Zeus se acomodou em seu trono, aparentemente despreocupado. Ele fez movimentos vagos com a mão, pincelando o vento, como se ela não passasse de um inseto a ser enxotado.

– É reflexo da agitação no Olimpo – ela prosseguiu. – Não tem como haver tamanha convulsão social entre os deuses sem maiores repercussões.

– Você teme por meu trono, filha? – Zeus gargalhou asperamente. Atena não achou graça alguma em seu tom. Ele sempre a tratara bem antes, a ponto de os outros deuses afirmarem que ele a favorecia em demérito deles. Lembrou-se de como Ares havia tentado usar isso como um trunfo para ganhar mais influência junto a Zeus. Não havia funcionado com o primeiro Deus da Guerra e, pelo que ela podia ver, nada que pudesse dizer então teria impacto algum sobre Zeus.

– Eu temo, Pai dos Céus – ela disse. Atena viu Íris espreitando por trás de um grande pilar, ao lado da câmara de audiência. No instante em que a nova Mensageira dos Deuses se deu conta de que Atena havia percebido sua presença, ela se abaixou depressa, como se aquilo pudesse apagar toda e qualquer memória de sua espionagem. – Há aqueles sobre o Monte Olimpo que roubariam seu poder, se não seu trono.

– Você não é a primeira a me falar isso, filha. Eu sou o Rei dos Deuses. Ninguém se atreve a me enfrentar!

Atena se inclinou ligeiramente para esconder o olhar azedo em seu rosto.

– Pois todos estão se atrevendo. O senhor deve encontrar um meio-termo se quiser restaurar a ordem.

– Todos, filha? Você diz que todos estão conspirando para usurpar-me? Qual é seu plano para roubar meu poder? – começaram a se formar nuvens no teto abobadado; raios crepitavam sem, no entanto, relampejar. Zeus estendeu a mão, onde um raio se formou.

– O senhor seria capaz de me abater, Pai?

– Você se opõe a mim, Atena? Você tenta roubar meu poder?

– Eu procuro relações amistosas entre os deuses, Pai. Nada mais.

– Kratos é a origem desse câncer que vem crescendo nas entranhas do Olimpo – Zeus exclamou. – Eu cuidarei para que ele seja enviado ao Submundo!

– As Irmãs do Destino protegem o reino delas com bastante zelo, Pai – ela disse, apreensiva. Por mais que tivesse tentado, fora impossível enviar uma mensagem a Kratos. – Se ele permanecer na Ilha da Criação, não há nada que possa ser feito.

– Eu sou um deus. Eu sou o Rei dos Deuses! – Zeus se levantou e brandiu o punho aos céus.

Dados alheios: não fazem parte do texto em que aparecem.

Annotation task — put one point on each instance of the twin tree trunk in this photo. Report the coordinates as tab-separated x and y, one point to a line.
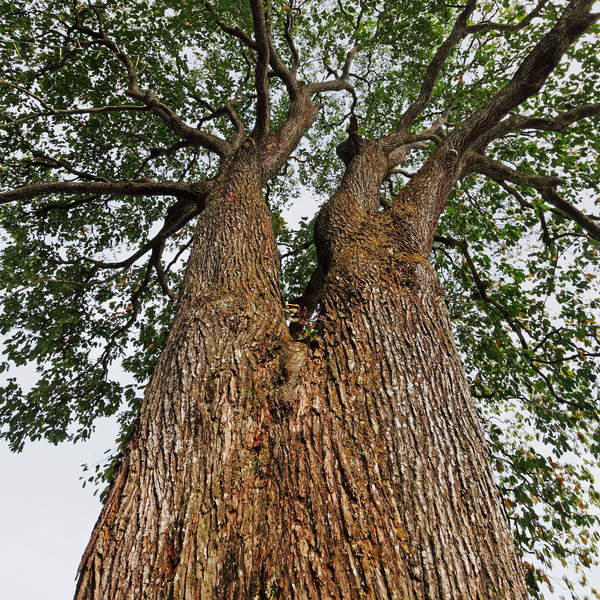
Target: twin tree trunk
347	465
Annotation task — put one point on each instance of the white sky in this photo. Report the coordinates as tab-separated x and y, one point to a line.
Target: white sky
46	517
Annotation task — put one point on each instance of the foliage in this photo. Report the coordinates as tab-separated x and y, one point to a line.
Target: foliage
89	280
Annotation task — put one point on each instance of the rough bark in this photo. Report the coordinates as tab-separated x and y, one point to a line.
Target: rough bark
349	464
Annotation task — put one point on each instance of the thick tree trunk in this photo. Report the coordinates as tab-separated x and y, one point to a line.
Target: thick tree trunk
346	465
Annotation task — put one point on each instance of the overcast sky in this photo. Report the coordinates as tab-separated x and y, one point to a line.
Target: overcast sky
46	517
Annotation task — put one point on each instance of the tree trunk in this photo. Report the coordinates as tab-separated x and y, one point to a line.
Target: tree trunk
348	464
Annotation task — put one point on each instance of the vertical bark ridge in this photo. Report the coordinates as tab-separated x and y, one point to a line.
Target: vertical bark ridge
189	480
346	466
408	409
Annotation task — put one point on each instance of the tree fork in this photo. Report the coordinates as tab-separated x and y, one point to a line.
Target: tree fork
347	466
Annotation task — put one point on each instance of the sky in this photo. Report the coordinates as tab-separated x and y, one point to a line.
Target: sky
46	517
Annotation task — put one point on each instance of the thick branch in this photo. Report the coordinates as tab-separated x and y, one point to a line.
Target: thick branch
263	110
168	116
543	184
129	188
459	31
520	123
530	76
487	25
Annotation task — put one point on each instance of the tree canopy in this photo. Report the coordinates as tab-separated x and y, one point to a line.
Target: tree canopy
116	116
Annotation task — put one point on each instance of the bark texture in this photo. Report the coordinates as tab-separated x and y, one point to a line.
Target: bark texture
348	464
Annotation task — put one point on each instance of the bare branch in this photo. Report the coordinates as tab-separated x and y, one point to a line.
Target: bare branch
53	112
521	123
171	120
530	76
516	326
488	26
339	83
545	185
458	33
87	187
263	109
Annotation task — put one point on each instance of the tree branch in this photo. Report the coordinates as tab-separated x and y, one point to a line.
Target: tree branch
87	187
458	33
531	75
488	26
263	109
516	326
161	110
543	184
520	123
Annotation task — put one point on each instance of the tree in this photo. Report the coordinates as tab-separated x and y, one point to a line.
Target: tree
316	437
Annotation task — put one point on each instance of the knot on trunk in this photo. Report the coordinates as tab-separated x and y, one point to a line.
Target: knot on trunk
348	149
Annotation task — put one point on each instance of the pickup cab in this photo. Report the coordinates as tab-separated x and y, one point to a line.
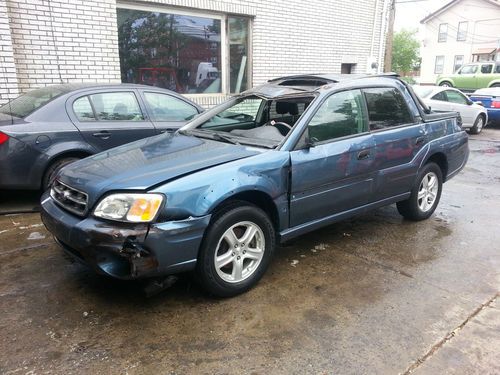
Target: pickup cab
270	164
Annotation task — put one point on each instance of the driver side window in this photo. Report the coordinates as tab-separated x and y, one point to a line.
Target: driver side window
341	115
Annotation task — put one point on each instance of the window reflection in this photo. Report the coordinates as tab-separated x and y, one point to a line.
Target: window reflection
238	54
178	52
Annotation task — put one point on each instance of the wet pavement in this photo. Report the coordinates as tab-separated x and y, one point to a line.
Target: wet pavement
375	294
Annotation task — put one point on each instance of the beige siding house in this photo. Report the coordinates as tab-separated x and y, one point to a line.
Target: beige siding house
462	31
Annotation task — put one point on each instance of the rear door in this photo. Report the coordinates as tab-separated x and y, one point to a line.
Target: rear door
335	174
167	112
108	119
398	137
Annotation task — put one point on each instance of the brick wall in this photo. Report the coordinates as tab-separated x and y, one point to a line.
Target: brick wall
57	41
8	78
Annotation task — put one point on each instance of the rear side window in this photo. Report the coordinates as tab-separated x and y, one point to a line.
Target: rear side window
116	106
486	69
168	108
386	108
83	110
440	96
339	116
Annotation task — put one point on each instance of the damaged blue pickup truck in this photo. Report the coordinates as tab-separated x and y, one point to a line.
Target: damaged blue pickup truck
277	161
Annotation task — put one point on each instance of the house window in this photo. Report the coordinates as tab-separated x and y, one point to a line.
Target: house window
443	32
458	62
462	30
184	52
438	67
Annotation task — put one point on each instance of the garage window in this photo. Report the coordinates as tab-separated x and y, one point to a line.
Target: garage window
186	52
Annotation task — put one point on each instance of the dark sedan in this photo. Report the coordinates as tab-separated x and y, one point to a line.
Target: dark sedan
45	129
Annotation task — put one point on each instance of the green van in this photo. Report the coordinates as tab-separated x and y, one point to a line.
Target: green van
473	76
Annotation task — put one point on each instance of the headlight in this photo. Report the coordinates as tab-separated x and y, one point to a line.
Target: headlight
135	208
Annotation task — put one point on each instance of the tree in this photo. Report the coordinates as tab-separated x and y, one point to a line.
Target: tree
405	51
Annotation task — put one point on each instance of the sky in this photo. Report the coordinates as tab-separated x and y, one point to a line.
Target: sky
410	12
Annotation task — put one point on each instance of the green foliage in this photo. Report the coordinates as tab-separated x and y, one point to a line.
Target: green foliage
405	51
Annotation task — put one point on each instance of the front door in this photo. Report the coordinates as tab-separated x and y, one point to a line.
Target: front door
335	173
110	119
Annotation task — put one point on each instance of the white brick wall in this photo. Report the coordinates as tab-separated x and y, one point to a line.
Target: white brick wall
8	77
76	40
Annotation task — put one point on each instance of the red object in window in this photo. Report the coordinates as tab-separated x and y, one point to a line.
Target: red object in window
3	138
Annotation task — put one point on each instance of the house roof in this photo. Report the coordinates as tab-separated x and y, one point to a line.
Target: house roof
449	5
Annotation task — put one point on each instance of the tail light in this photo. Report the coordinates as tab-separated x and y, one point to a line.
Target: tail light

Através da abertura no teto de sua sala do trono, surgiram pequenas nuvens carregadas. – Envie uma petição às Moiras. Ou será que elas procuram um novo campeão que me derrote? – Zeus se sentou e olhou em volta, como se Kratos o estivesse espionando.

Aquilo incomodou bastante Atena. Seu pai parecia hesitante, hesitante e melindroso, não demoraria para agir precipitadamente. Suas oscilações de humor aumentavam a cada dia.

Atena deu um pulo quando ele enterrou seus punhos nos braços do trono com tanta força que duas fissuras paralelas se abriram do trono até o outro extremo do piso da câmara de audiência, isolando Atena em uma pequena ilha no meio.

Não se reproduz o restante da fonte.